Subject: Re: Connections to ssl.berkeley not propagated yet?
From: jfh@avondale.demon.co.uk (John F Hall)
Date: 28/07/2005, 13:51
Newsgroups: alt.sci.seti

In article <51c9b$42e89002$82a1d3bf$3947@news1.tudelft.nl>,
Patrick Vervoorn  <patrick.vervoorn@NOSPAM.perihelion.demon.nl> wrote:
In article <dc9jvv$7b8$1@green.home>,
John F Hall <jfh@avondale.demon.co.uk> wrote:
In article <a2a91$42e7835f$82a1d3bf$17190@news1.tudelft.nl>,
Patrick Vervoorn  <patrick.vervoorn@NOSPAM.perihelion.demon.nl> wrote:

- Why did SetiBOINC not process the WU's it had already downloaded? This 
  is a P3-733MHz machine, so those 3 WU's should have lasted it for at 
  least a day or two. Instead it decided to just sit there idling, and 
  periodically checking the Berkeley site for 'something'?

Have you checked the log?  It's quite likely that they had already been
processed, their results uploaded, and your system was waiting to tell
the scheduler, after which they would be deleted.

Which log do you mean? I didn't see anything resembling a log file in the 
local BOINC/ directory, so I assume you mean the 'log' displayed under the 
'Account' tab on SetiBOINC's website; there it showed the units had been 
sent out, but no results had been returned, so also the 'Pending validaton 
...' text was not there (which would've been an indication the WU's had 
been processed, the results returned, and I only had to wait for these 
results to be validated...

Ah, on looking deeper I see it's the standard output of boinc.  My
startup command, buried deep within /etc.rc.d/rc.boinc, captures that:

  BOINCUSER=boinc

  ## Locate the executable with highest version
  BOINCEXE=`/bin/ls -1 $BINDIR/boinc_*_$BUILD_ARCH 2>/dev/null | tail -1 `
  if [ ! -x "$BOINCEXE" ]; then
    echo "Cannot find/run boinc executable $BOINCEXE "
    exit 2
  fi
 
  BOINCOPTS="-return_results_immediately $*"

  LOGFILE=boinc.log
  ERRORLOG=error.log

  su $BOINCUSER -c "$BOINCEXE $BOINCOPTS >>$LOGFILE 2>>$ERRORLOG &"

I usually have a "tail -f boinc.log" running on one of my virtual
terminals to keep an eye on what's happening :-).  (I've upped the
inittab commands to give myself 10 such, rather than the default 6.)

There's also relevant info in the client_state.xml file, though I
haven't fully analysed that.

As far as I could determine, these WU's had been downloaded by me, but 
nothing had been returned and/or processed.

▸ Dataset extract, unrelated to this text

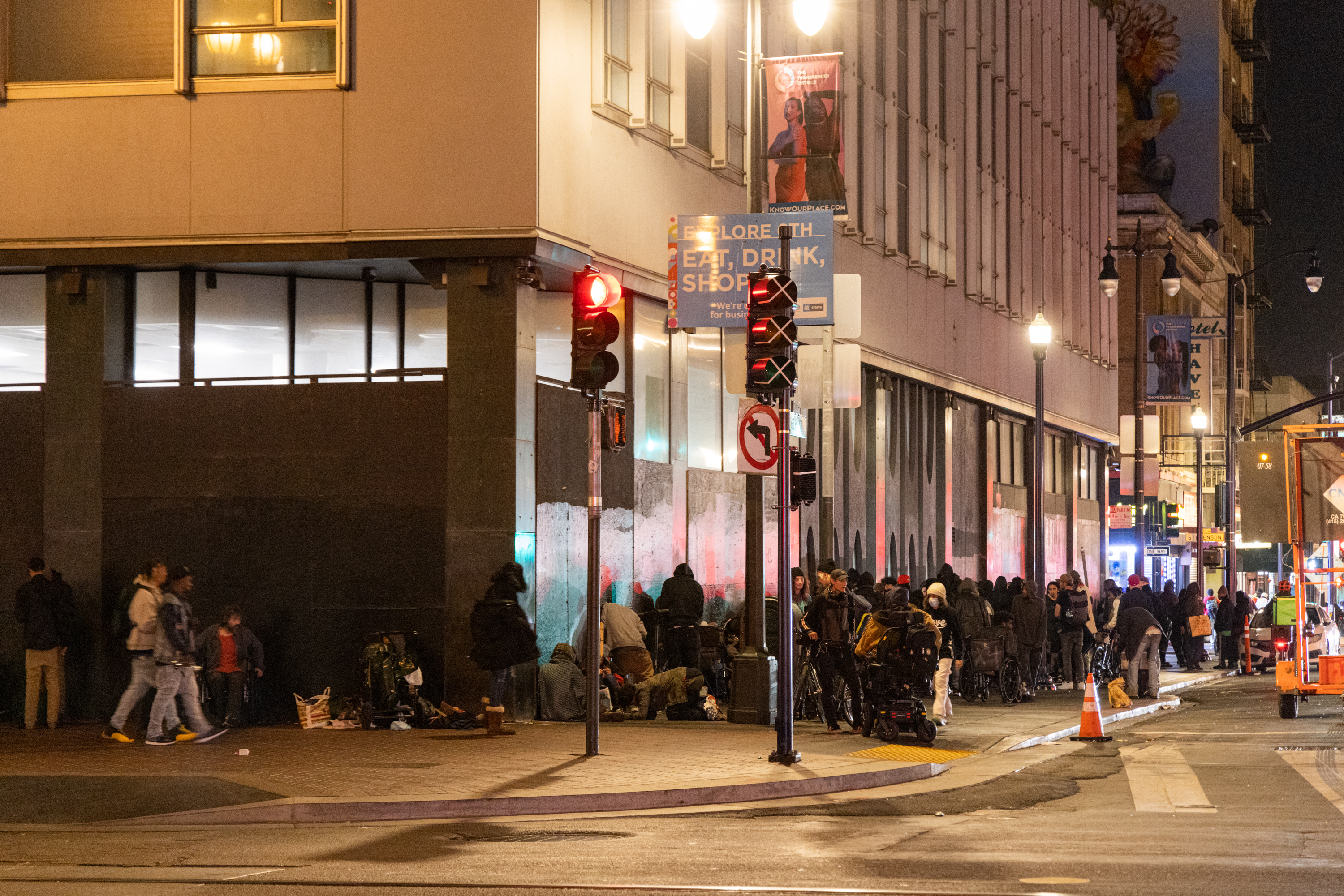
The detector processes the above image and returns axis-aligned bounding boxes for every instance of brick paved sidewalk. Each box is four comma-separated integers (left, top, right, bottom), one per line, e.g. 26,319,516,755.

0,674,1211,823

I'd better start by saying I'm only another user, so everything I say is
found by observation and by my struggles to get it running as I want,
not by special knowledge.

The processing sequence seems to be:

  Contact scheduler and ask for work.  Scheduler allocates workunits and
  marks them "in progress" and sets deadline for return.

  Contact download server and collect workunits.

  Process workunits.

  Contact upload server and return result as each completes.

  Contact scheduler and register completion.  Scheduler marks workunit
  as "done" and queues it for validation.  Scheduler instructs your
  computer to delete all files associated with that workinit.  The "date
  returned" is the date the scheduler is contacted.

Yes.  Don't interfere, but let "Deferring communication with project for
..." run its course.  :-)

I'll do that next time, but this is more or less against my principles: 
I'm donating some CPU time (I have more computers running BOINC), but when 
one of them for some fuzzy reason decided to go idle, I try to fix this, 
especially if after some investigation, it turns out there is no real 
reason to idle...

But also make sure you're running boinc with the
"-return_results_immediately" flag if you're not already doing so, and
make sure your cache size is set large enough (mine is set to 4 days).

Does that flag make a lot of difference? If I look at the stdout output 
>from BOINC, it seems it's returning results rather quickly already:

Before I included that flag I found that the final step of contacting
the scheduler didn't seem to start until the cache was drained a bit (to
half-full?).  The documentation (boinc_public/doc/client_unix.php) says:

  "-return_results_immediately",
      "Contact scheduler as soon as any result done."

2005-07-28 09:32:41 [SETI@home] Computation for result 
13mr04aa.15943.30386.29822.119_1 finished
[....]
2005-07-28 09:32:42 [SETI@home] Sending scheduler request to 
http://setiboinc.ssl.berkeley.edu/sah_cgi/cgi
2005-07-28 09:32:42 [SETI@home] Started upload of 
13mr04aa.15943.30386.29822.119_1_0
2005-07-28 09:32:43 [SETI@home] Scheduler request to 
http://setiboinc.ssl.berkeley.edu/sah_cgi/cgi succeeded
2005-07-28 09:32:44 [SETI@home] Finished upload of 
13mr04aa.15943.30386.29822.119_1_0

So that's about a 1 second delay...

Presumably it depends on how big a cache you're running.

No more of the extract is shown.